Wang and Neubig (2019) expands the work done by Neubig and Hu (2018), which tried to leverage data from closely related languages. The idea of the “Target Conditioned Sampling” (TCS) algorithm is to select sentence pairs directly from auxiliary languages, rather than using the data from one closely related language or the whole corpus of many languages. The resulting NMT system of a low-resource language pair is trained by adapting an NMT system built with selected data, as described in Neubig and Hu (2018). The TCS algorithm determines which new source-target sentence pairs from other languages could be added to the training data. It works as follows.

    1. Choose a target sentence y from “the union of al2l extra data”, based on a distribution Q(Y), which is uniform distribution in the experiment.
    2. Gather all (x_i, y) pairs, given the selected sentence y, and calculate their similarity sim(x_i, s), which is the probability that x_i is a sentence in source sentences s.
    3. Select an x_i to form a pair (x_i, y) based on Q(X|y), which is the probability of a source sentence x that is likely to be a translation of the target sentence y.

The similarity scores are defined in two levels: language level and sentence level. Similarity in the language level can be seen as a means to collect the parallel sentence pairs from data of related languages.

Experiments and Results

The authors used the 58-language-to-English TED dataset, Qi et al. (2018). The experiments built NMT systems to translate to English, from languages Azerbaijani, Belarusian, Galician, and Slovak. There are three baseline systems. “Bi” is the approach used in Neubig and Hu (2018), where each of the low-resource languages is paired with its corresponding higher-resource language. “All” indicates that the model is trained on all 58 languages. The “copied” is the approach proposed by Currey et al. (2017), where all English sentences on the target side are copied into the source side. There are two handlings of the TCS algorithm. TCS-D is a “simplified” deterministic strategy, from TCS-S where the degree of diversity is set to 0. The results shown in Fig. 1 indicate that there is about a 2-point improvement on BLEU for the tested languages.

BLEU score results

In summary

In this post we reviewed the target conditioned sampling (TCS) algorithm to optimise data selection for multilingual NMT. The approach is an extension to the work by Neubig and Hu (2018), where performance of low-resource NMT is improved by taking advantage of pre-trained models of “related” higher-resource languages. The idea is that we break the corpora into units of sentence pairs and consider which of them are to be used for training. The results showed that it can further improve the performance given the same resources used for training.
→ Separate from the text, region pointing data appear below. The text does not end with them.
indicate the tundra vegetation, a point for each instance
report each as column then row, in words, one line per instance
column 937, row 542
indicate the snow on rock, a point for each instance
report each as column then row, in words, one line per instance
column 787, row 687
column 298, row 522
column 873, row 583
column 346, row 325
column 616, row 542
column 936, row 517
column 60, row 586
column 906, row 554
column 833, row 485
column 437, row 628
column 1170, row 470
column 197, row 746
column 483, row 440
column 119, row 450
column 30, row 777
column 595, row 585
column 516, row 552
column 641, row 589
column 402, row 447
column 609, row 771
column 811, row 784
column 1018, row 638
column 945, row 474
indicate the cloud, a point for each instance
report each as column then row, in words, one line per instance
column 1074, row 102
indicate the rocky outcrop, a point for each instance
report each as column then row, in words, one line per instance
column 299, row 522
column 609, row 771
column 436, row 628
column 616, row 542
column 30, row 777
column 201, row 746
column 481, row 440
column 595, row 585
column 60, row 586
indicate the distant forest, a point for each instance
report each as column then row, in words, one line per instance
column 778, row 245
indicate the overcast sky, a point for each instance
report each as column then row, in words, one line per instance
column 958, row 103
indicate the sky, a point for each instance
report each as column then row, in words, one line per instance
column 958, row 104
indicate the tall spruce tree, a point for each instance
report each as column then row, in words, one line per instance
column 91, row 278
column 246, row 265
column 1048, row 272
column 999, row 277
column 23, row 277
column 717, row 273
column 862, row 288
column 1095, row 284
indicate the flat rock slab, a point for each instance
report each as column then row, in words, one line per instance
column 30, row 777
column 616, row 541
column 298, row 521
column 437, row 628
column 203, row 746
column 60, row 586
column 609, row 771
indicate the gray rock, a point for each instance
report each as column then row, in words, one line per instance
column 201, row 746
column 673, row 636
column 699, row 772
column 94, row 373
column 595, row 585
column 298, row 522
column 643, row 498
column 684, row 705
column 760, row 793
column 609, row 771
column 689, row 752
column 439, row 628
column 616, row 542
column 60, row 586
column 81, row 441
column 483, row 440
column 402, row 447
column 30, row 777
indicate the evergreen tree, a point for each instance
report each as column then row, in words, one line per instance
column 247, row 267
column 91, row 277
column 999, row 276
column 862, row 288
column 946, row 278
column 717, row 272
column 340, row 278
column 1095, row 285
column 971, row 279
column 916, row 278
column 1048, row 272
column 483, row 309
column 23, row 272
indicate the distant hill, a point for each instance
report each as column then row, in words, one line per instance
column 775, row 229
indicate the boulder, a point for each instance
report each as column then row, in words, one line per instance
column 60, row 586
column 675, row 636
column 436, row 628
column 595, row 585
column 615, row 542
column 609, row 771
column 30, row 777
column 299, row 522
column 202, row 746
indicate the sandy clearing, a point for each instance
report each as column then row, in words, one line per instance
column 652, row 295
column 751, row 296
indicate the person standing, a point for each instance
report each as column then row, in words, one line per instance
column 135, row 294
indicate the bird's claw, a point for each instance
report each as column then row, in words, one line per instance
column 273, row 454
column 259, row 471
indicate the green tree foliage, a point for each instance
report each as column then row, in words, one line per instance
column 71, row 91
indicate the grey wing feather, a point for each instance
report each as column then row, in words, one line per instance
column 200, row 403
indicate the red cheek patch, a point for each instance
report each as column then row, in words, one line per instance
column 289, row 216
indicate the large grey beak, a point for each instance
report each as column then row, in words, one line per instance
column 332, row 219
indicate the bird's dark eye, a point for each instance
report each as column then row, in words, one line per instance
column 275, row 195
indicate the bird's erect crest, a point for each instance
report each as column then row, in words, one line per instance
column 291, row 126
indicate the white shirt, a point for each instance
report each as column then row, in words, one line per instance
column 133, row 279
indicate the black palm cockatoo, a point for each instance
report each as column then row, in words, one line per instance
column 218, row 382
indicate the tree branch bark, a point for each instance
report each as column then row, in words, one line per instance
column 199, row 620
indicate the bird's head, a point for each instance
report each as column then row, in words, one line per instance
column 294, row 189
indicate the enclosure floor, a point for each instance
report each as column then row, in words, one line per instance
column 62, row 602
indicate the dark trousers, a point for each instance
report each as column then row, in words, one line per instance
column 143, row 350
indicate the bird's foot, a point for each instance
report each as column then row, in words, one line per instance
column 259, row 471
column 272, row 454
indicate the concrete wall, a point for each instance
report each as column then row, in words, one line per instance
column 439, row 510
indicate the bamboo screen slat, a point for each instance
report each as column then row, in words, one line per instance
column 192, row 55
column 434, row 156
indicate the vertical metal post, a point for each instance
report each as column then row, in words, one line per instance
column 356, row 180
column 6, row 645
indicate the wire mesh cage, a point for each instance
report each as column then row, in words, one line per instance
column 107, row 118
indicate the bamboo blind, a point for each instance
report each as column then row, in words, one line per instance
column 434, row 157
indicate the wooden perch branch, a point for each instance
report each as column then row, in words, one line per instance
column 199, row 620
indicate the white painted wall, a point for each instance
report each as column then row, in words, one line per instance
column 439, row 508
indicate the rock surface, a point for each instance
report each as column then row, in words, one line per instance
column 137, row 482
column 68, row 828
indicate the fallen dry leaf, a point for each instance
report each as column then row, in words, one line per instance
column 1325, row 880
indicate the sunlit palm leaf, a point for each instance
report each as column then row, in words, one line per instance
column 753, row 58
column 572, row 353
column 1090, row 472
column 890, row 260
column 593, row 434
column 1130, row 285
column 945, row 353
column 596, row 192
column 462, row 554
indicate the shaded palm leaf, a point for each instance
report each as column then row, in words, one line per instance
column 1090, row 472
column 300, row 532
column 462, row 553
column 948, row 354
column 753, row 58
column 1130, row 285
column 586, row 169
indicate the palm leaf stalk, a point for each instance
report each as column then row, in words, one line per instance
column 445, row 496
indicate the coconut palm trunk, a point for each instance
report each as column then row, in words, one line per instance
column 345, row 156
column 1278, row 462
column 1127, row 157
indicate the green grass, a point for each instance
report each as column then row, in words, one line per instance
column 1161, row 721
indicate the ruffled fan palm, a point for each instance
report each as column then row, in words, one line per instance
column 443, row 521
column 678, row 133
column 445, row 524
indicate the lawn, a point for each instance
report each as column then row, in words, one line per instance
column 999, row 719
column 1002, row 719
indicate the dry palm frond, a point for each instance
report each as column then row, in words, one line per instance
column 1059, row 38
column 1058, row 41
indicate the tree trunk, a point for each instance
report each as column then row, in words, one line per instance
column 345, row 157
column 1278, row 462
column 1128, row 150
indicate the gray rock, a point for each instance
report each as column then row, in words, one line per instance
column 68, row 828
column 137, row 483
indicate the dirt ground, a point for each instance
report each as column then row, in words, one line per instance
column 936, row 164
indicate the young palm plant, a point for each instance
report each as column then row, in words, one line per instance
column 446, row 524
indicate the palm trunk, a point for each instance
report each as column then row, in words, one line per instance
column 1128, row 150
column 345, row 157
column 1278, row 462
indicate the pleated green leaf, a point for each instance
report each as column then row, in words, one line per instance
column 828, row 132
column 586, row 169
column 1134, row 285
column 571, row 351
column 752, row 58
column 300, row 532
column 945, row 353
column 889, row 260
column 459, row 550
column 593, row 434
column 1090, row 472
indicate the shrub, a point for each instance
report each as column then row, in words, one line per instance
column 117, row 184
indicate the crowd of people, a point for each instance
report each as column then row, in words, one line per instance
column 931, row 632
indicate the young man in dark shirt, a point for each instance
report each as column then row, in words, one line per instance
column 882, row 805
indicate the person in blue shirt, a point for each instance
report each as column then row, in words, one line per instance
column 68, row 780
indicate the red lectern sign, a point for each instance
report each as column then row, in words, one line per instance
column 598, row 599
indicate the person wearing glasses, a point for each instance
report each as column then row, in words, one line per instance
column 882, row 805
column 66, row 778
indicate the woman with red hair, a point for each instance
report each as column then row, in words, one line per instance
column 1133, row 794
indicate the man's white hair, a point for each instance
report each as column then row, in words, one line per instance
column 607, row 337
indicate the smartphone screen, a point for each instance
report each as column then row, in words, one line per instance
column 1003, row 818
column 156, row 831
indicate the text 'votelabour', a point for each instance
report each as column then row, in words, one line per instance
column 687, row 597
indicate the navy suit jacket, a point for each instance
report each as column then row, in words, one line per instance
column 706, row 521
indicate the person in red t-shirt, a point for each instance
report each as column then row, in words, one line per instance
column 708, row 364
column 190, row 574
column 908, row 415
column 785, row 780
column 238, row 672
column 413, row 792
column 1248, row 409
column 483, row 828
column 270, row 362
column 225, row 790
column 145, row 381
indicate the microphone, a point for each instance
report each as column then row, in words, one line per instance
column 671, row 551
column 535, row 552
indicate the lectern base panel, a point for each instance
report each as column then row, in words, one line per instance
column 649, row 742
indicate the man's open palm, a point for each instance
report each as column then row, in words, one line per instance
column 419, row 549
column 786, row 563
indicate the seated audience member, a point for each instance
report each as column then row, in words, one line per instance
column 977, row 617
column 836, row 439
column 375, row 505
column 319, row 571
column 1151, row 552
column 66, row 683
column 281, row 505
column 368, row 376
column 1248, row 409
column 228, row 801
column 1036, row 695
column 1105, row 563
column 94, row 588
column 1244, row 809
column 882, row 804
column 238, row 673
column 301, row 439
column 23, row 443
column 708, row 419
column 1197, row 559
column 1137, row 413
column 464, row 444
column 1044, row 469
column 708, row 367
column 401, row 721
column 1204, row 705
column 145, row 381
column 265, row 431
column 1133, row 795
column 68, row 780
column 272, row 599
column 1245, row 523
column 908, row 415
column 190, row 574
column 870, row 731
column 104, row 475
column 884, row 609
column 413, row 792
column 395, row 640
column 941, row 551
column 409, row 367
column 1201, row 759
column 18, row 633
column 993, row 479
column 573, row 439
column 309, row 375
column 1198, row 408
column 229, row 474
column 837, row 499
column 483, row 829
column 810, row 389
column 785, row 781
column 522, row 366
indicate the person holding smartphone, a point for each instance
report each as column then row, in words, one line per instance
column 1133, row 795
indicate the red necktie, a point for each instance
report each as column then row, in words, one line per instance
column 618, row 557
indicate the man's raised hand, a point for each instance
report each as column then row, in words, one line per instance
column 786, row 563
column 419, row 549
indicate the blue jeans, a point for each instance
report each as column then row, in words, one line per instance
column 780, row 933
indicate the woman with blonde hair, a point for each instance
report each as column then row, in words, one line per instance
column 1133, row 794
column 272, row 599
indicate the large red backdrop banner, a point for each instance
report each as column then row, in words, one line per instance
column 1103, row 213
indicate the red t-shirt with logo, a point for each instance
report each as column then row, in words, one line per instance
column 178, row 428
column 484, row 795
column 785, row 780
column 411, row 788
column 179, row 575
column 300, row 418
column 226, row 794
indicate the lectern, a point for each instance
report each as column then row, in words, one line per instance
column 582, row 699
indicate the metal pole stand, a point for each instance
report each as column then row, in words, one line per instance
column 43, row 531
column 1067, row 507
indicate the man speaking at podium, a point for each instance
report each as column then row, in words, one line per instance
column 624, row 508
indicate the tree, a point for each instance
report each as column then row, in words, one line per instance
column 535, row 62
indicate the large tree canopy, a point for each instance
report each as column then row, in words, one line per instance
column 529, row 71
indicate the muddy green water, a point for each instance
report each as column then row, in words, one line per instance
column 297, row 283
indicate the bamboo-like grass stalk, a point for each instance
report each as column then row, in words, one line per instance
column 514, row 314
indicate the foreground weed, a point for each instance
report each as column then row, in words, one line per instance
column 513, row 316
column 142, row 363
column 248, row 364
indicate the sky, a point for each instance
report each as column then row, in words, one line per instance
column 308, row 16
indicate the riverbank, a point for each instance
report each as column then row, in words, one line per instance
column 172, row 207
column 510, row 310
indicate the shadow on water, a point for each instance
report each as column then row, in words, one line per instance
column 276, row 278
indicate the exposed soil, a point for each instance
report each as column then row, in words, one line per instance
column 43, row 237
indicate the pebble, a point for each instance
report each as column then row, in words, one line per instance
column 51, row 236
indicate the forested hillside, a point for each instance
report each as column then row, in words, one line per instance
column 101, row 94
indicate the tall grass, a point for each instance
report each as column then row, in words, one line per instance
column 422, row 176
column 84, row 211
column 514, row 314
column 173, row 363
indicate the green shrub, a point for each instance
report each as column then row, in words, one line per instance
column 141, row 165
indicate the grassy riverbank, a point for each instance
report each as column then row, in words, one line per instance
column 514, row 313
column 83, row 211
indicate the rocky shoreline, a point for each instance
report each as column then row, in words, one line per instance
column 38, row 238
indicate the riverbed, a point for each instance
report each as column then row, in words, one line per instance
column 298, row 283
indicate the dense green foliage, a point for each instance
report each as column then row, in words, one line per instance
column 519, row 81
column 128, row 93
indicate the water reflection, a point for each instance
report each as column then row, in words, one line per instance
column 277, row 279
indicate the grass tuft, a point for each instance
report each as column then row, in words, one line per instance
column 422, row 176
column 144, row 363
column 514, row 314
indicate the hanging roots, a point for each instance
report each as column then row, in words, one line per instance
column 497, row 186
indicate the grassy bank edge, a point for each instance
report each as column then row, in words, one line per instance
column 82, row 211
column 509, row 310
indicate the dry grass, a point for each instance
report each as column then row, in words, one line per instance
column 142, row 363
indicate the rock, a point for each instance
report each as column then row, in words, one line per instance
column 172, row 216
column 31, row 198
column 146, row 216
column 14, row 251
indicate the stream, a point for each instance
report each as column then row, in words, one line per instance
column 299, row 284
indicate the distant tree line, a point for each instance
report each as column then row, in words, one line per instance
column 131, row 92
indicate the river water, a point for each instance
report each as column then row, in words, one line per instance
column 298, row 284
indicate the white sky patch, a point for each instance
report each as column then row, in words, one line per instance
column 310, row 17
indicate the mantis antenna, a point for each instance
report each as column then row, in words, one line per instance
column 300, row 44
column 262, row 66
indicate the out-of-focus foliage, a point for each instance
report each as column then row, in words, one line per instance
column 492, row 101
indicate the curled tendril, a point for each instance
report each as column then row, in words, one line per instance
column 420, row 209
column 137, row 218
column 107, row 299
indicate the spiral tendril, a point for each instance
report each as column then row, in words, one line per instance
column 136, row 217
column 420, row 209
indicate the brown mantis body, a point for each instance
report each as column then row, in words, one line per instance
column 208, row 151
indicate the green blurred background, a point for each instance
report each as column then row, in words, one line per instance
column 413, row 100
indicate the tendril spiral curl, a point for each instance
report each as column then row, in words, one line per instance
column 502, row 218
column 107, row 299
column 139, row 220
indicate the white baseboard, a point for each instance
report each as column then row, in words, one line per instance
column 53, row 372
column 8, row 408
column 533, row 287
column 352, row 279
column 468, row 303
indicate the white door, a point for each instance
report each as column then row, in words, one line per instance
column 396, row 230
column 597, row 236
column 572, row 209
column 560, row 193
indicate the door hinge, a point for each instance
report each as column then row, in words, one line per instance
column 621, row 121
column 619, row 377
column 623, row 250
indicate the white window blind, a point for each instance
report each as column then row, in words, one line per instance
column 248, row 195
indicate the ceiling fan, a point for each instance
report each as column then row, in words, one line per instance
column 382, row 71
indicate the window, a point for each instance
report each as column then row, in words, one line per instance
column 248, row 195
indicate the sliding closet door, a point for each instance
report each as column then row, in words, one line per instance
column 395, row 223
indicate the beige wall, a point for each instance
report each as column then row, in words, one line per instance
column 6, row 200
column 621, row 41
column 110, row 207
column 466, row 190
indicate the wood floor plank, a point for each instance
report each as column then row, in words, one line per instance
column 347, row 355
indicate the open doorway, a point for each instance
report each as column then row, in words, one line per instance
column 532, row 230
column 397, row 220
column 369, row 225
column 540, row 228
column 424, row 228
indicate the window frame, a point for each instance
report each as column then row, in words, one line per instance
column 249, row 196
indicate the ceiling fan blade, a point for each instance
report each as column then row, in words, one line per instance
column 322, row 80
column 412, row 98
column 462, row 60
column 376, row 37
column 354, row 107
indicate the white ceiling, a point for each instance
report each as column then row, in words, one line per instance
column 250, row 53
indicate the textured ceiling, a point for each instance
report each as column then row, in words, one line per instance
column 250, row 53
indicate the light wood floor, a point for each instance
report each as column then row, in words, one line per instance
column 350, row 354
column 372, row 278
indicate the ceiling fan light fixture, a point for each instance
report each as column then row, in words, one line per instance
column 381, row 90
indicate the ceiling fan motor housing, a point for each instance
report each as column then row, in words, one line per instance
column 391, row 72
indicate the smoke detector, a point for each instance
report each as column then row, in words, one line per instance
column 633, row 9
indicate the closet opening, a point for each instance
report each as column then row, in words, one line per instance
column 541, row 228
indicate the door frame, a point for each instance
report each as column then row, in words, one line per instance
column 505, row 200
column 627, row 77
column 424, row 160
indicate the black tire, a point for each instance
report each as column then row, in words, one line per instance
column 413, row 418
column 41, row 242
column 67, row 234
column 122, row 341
There are some aspects we could look into to improve the approach. Q(Y) can definitely be replaced with a distribution that considers the similarities among target sentences. A possible combination of similarities on both language level and sentence level might be interesting. Different similarity measures might also help improve the results. Lastly, it would be great to see the results on more language pairs, and it will be very interesting to see an analysis (and evidence) that shows sentence pairs selected from lesser-related languages also help low-resource NMT.